# AFX #1751 Ferrari 612P Question



## pshoe64 (Jun 10, 2008)

I'm having a brain-fade moment. The AFX #1751 Ferrari 612P Can-Am car came in a variety of colors. They can as Non-magnatraction, Screecher and Road-Burner chassised versions. I know the blue/white #15, Red/white#15 and the Yellow/purple#15 that has the 15's on the sides as well as the nose. I have the yellow/red #15 with no 15's on the sides, that was the screecher/road-burner version. Was there a NMT version in yellow/red with the 15's on the side? I thought I had one, but it turns out both versions with the side numbers are purple. Here's a couple of pics I pulled from the web that shows both yellow versions. I can't find any pics of red15's on the sides. Any light on the matter greatly appreciated.

-Paul

Yellow/Purple









Yellow/Red no side #15's


----------



## RjAFX (Oct 26, 2014)

I have two yellow red 15's.

No 15's on the side
No spoiler


----------



## warnergt (Feb 9, 2000)

I believe that the yellow/red Ferrari 612 never had numbers on the side.


----------



## RjAFX (Oct 26, 2014)

warnergt said:


> I believe that the yellow/red Ferrari 612 never had numbers on the side.
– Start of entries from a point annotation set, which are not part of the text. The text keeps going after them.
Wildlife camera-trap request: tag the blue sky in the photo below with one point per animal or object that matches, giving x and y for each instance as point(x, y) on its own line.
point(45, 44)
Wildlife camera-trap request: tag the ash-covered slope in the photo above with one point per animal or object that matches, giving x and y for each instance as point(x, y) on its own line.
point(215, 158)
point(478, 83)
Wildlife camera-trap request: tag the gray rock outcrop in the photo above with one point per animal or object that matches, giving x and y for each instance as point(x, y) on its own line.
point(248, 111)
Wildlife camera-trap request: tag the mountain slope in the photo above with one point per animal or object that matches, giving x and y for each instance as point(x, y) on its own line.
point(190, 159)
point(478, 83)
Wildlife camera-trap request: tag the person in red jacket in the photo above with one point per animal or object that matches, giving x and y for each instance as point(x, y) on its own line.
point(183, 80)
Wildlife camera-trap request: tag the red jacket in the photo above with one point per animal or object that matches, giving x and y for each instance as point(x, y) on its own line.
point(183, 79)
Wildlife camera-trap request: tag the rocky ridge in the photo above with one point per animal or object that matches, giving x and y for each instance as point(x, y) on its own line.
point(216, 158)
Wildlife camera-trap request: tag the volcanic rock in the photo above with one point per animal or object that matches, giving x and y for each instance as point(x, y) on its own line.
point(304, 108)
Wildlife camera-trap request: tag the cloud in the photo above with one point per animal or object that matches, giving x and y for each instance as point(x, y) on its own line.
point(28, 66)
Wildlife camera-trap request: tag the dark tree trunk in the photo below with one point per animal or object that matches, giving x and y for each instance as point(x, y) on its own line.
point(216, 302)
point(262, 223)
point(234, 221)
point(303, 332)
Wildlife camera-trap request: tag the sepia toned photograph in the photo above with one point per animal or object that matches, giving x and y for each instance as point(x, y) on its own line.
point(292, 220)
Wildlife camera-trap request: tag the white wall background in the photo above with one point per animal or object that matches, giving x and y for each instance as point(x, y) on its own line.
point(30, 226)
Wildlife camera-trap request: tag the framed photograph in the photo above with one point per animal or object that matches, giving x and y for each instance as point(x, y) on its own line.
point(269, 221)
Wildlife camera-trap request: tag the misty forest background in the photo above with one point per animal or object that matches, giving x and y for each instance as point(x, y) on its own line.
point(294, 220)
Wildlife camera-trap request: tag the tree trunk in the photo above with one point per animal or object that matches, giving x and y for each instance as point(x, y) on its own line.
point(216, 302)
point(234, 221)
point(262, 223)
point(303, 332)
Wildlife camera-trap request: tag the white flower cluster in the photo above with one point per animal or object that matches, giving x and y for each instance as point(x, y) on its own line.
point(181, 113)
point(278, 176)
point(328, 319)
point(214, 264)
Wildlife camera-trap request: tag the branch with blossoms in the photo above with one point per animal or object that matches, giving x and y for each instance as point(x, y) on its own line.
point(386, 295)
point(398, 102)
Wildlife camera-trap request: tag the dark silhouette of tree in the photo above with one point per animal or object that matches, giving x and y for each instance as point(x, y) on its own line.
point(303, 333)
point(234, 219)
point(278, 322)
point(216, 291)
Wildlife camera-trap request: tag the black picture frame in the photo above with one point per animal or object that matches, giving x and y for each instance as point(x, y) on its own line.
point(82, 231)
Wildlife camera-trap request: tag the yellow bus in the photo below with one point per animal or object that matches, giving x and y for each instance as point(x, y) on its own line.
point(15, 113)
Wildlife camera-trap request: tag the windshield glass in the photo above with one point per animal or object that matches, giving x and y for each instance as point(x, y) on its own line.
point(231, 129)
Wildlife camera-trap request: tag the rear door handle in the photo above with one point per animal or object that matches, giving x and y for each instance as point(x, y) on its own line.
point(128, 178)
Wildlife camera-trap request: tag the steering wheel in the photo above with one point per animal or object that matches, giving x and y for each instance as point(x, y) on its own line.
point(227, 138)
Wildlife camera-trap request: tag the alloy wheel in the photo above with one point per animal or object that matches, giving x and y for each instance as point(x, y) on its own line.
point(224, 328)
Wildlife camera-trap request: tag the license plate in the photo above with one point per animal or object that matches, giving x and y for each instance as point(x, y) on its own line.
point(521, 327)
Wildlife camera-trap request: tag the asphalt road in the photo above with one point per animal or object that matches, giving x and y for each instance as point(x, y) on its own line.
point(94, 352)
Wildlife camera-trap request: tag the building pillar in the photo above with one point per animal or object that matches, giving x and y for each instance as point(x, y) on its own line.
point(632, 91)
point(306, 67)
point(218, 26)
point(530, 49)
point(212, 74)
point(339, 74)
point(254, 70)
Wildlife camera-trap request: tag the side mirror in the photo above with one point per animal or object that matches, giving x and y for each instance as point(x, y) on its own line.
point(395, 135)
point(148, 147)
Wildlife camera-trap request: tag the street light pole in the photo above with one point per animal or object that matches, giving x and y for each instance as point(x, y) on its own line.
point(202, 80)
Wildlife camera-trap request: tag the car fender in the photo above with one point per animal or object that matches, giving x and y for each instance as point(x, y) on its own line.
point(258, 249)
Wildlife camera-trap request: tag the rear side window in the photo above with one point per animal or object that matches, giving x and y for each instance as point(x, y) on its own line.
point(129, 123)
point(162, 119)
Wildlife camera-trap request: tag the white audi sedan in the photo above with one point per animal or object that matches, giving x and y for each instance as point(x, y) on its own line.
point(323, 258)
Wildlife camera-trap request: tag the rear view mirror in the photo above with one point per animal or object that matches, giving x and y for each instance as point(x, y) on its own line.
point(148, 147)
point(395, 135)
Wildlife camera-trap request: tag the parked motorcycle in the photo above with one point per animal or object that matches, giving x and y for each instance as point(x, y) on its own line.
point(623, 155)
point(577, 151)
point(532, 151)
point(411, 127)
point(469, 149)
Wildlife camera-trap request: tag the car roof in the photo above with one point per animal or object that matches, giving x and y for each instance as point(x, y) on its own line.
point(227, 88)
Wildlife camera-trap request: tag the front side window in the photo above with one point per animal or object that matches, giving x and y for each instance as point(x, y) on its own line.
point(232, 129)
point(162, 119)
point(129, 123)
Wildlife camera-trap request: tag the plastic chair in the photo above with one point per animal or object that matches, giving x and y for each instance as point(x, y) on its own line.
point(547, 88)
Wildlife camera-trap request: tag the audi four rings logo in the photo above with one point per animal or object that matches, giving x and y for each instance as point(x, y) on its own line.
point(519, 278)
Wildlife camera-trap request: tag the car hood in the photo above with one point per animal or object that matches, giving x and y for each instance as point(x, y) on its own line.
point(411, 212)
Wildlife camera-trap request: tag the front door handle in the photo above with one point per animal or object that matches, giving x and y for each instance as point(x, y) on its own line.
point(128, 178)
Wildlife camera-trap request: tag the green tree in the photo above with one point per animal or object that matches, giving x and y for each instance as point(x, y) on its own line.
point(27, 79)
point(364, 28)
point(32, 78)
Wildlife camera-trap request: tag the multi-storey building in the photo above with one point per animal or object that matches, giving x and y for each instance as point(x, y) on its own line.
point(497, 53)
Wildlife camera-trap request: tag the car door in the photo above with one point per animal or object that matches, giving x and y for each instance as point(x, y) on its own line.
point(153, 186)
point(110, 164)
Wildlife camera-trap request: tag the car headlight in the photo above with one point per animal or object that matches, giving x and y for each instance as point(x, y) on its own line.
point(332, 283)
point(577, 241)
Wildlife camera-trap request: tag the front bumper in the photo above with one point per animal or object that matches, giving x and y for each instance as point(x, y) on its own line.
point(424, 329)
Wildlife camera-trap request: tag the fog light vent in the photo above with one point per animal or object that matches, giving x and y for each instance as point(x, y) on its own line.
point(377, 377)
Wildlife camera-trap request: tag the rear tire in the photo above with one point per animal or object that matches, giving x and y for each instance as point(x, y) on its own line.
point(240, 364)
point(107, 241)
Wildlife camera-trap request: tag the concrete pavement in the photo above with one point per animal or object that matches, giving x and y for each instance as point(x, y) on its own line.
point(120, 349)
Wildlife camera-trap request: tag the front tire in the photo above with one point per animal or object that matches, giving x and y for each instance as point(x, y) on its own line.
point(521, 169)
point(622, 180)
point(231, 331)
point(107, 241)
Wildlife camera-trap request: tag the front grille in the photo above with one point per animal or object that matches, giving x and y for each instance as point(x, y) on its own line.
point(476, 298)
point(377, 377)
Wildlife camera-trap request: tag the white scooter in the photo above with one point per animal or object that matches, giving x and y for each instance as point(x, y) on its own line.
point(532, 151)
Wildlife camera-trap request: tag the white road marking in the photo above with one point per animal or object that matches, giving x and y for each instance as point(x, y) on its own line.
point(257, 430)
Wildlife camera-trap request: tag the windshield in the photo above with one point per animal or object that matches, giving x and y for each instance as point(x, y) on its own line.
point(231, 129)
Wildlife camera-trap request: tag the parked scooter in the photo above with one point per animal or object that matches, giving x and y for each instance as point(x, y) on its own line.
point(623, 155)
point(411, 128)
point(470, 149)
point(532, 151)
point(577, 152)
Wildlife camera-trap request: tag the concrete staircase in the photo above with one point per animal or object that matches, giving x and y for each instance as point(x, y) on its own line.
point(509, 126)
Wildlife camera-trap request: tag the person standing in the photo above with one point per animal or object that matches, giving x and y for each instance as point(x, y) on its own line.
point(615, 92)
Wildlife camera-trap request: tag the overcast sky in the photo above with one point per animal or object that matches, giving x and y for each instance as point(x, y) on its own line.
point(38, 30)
Ask me 25 years ago, and would have jumped right up to give the answer....Today I dug out my notebook with my inventory with every car I knew of, and I do not have one listed, so seeing I was pretty much on the ball years ago I'll say they never made one. But knowing Aurora they probably made a burnt orange with yellow numbers and two spoilers.


----------